O’Hara said each day of activities is an “extremely complex puzzle” scheduled by staff on the ground. Outside of a few hours for exercise and a meal, she said a typical day could include any array of science experiments or maintenance tasks. Prior to the Q&A, for example, O’Hara was working on one experiment manufacturing fiberoptics in space and another involving cell cultures.

“… It’s really interesting for me because as astronauts, we’re the eyes and ears and hands of scientists and researchers on the ground,” O’Hara said. “The experts are on the ground; we’re not the experts in any of this, so they are trying to talk us through, over the radio, what they think might be going on, and we’re sharing our observations and what we think might be going on.”

Life science and biological experiments involving cell cultures are one type of research that O’Hara said she has especially enjoyed working with while aboard the ISS. Cells age faster in microgravity, she said, which allows researchers to conduct studies at a faster rate than they could on the ground.

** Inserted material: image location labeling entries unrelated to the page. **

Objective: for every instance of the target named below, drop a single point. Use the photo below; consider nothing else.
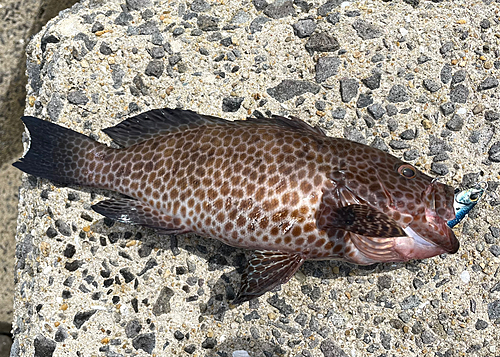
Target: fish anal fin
(359, 219)
(265, 270)
(131, 211)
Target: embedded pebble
(348, 89)
(282, 57)
(326, 67)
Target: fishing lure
(465, 201)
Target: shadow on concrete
(12, 108)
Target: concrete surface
(90, 287)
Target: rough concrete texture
(416, 78)
(18, 21)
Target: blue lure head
(466, 200)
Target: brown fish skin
(275, 185)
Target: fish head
(415, 202)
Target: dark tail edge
(53, 150)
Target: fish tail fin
(57, 153)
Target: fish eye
(407, 171)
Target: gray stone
(231, 104)
(446, 48)
(446, 74)
(338, 113)
(427, 337)
(280, 9)
(162, 304)
(156, 52)
(398, 94)
(145, 342)
(408, 134)
(304, 28)
(437, 145)
(348, 89)
(366, 30)
(330, 349)
(488, 83)
(410, 302)
(398, 145)
(455, 123)
(154, 68)
(379, 143)
(494, 152)
(376, 110)
(431, 85)
(241, 17)
(411, 155)
(82, 317)
(44, 347)
(327, 7)
(61, 334)
(326, 67)
(77, 97)
(364, 100)
(209, 343)
(351, 133)
(208, 23)
(495, 250)
(391, 110)
(54, 107)
(117, 75)
(447, 108)
(458, 77)
(494, 310)
(439, 168)
(257, 23)
(133, 328)
(138, 4)
(289, 88)
(372, 82)
(321, 42)
(481, 324)
(199, 6)
(459, 94)
(491, 115)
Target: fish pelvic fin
(131, 211)
(55, 152)
(359, 219)
(265, 270)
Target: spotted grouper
(277, 186)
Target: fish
(276, 186)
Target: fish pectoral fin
(360, 219)
(131, 211)
(264, 271)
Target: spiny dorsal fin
(156, 122)
(265, 270)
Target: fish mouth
(428, 234)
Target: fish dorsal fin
(131, 211)
(359, 219)
(293, 123)
(156, 122)
(265, 270)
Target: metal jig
(465, 201)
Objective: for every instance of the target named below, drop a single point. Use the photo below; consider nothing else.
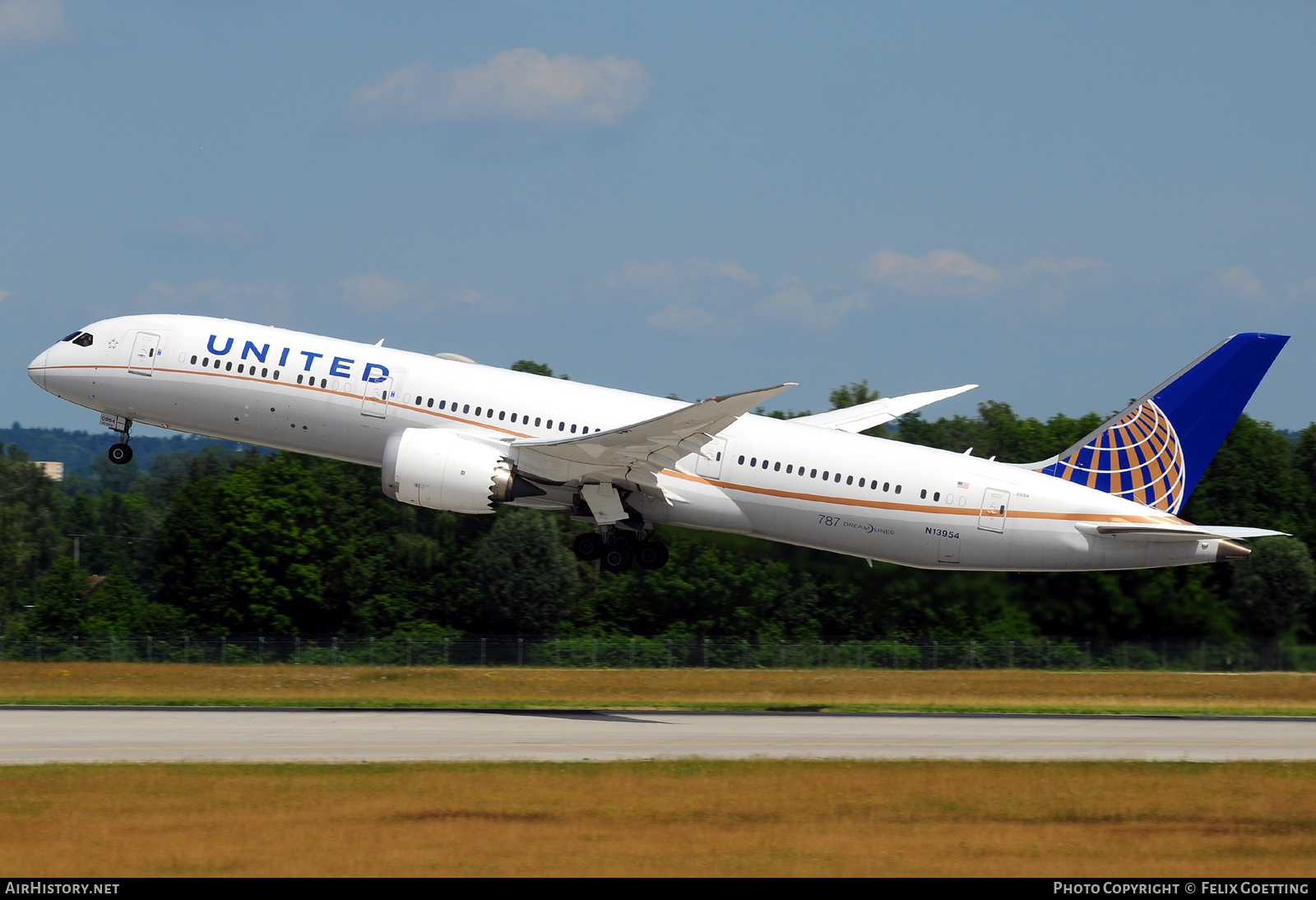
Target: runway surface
(140, 735)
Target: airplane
(449, 434)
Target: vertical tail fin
(1156, 450)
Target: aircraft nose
(37, 369)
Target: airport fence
(664, 653)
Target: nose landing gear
(122, 452)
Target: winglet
(878, 412)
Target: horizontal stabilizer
(878, 412)
(1168, 533)
(636, 452)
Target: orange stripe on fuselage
(924, 508)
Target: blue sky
(1063, 203)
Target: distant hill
(78, 449)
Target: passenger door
(991, 517)
(377, 399)
(708, 463)
(142, 361)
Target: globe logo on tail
(1138, 458)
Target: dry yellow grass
(665, 689)
(662, 819)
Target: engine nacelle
(445, 470)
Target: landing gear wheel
(618, 555)
(651, 554)
(589, 546)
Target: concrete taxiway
(141, 735)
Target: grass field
(665, 689)
(662, 819)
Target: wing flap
(1169, 533)
(878, 412)
(635, 452)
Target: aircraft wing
(1158, 533)
(637, 452)
(879, 412)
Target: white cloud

O’Hara said it’s hard to pick just one experience as her favorite so far — “I’m having the time of my life up here,” she said — but one of them was going on her first real spacewalk and looking down at Earth.

There are things O’Hara misses about life on the ground, though, like her friends and family. She said she also misses the natural sounds and sensations of nature, like rain, snow, jumping in the ocean and hearing wind blow through the trees. O’Hara said she also misses chips and guacamole — fresh food is a rarity on the ISS, except when cargo vehicles visit the station — and the scent of coffee, which in space is served in a bag with a straw.

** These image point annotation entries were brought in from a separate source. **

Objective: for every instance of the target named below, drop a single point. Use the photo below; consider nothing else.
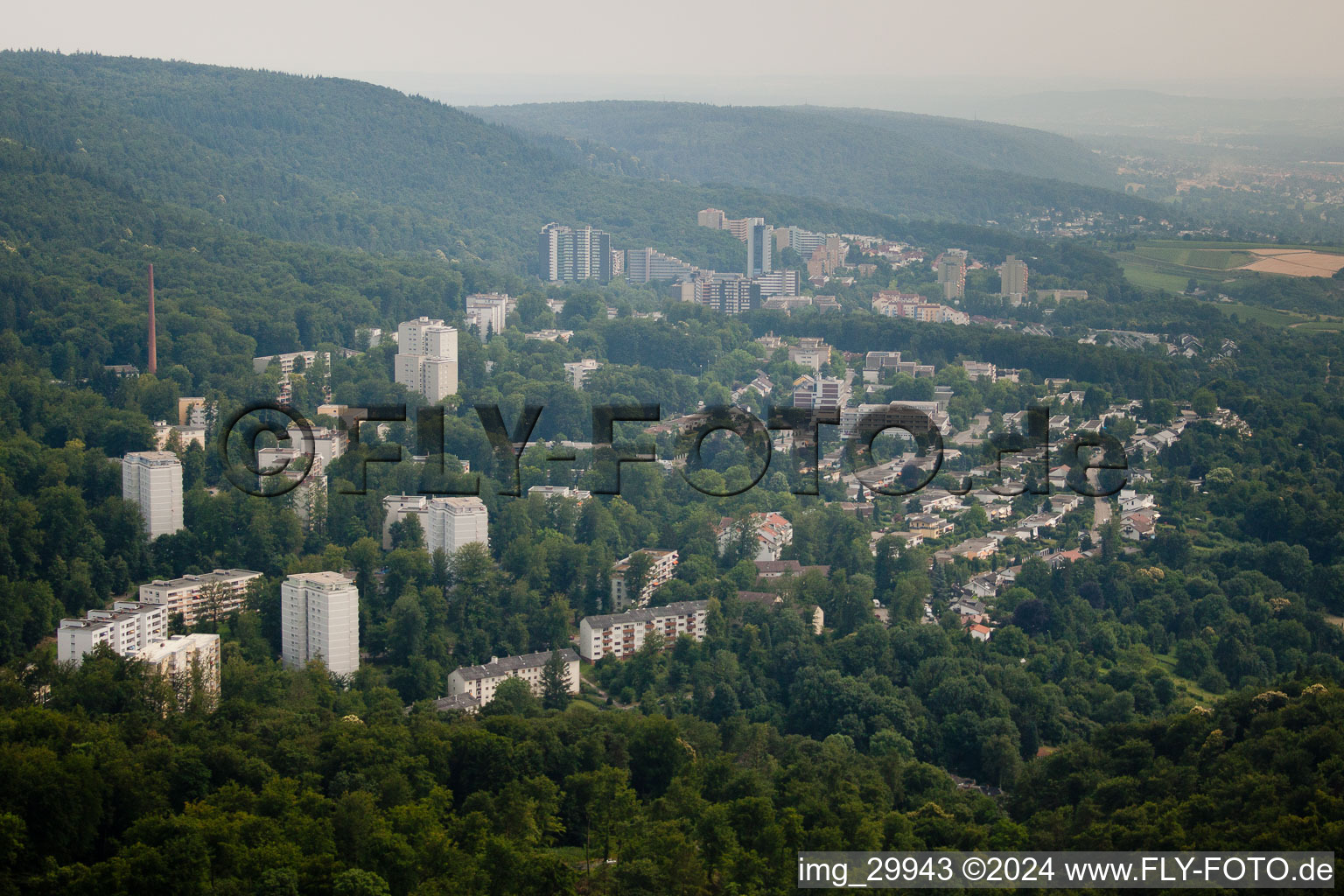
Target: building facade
(481, 682)
(579, 371)
(569, 254)
(662, 569)
(399, 507)
(1012, 280)
(426, 358)
(152, 480)
(486, 312)
(621, 634)
(318, 618)
(190, 664)
(200, 597)
(128, 629)
(451, 522)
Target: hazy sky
(726, 50)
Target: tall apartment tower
(952, 274)
(574, 254)
(153, 481)
(318, 617)
(426, 358)
(760, 241)
(1012, 278)
(451, 522)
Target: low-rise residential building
(190, 664)
(810, 352)
(772, 532)
(127, 629)
(137, 630)
(579, 371)
(929, 526)
(561, 492)
(551, 335)
(662, 569)
(1138, 527)
(624, 633)
(401, 507)
(200, 597)
(454, 522)
(975, 369)
(481, 682)
(820, 393)
(164, 433)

O’Hara will return from space next month with plenty of lessons to impart, like the importance of mindfulness. She said the crew on the ISS abides by the saying “Nothing is as important as what you’re doing right now,” and it can be easy to get caught up in the motions of day-to-day life on the ground. Going on the mission has also reinforced the importance of good communication in relationships, she said.

But perhaps the most important thing O’Hara said she’s realized on the ISS is perspective, stemming from her view of the planet she’ll soon return home to.

“For me, it’s not really changed my perspective so much as reinforced what an incredibly beautiful and complex and diverse planet we have, seeing it against the blackness of space,” O’Hara said. “And it really gives me a sense of urgency to come back down to Earth and play a part in making it better. I would just love for everybody to get to enjoy that view and recognize what a special place we have to call home.”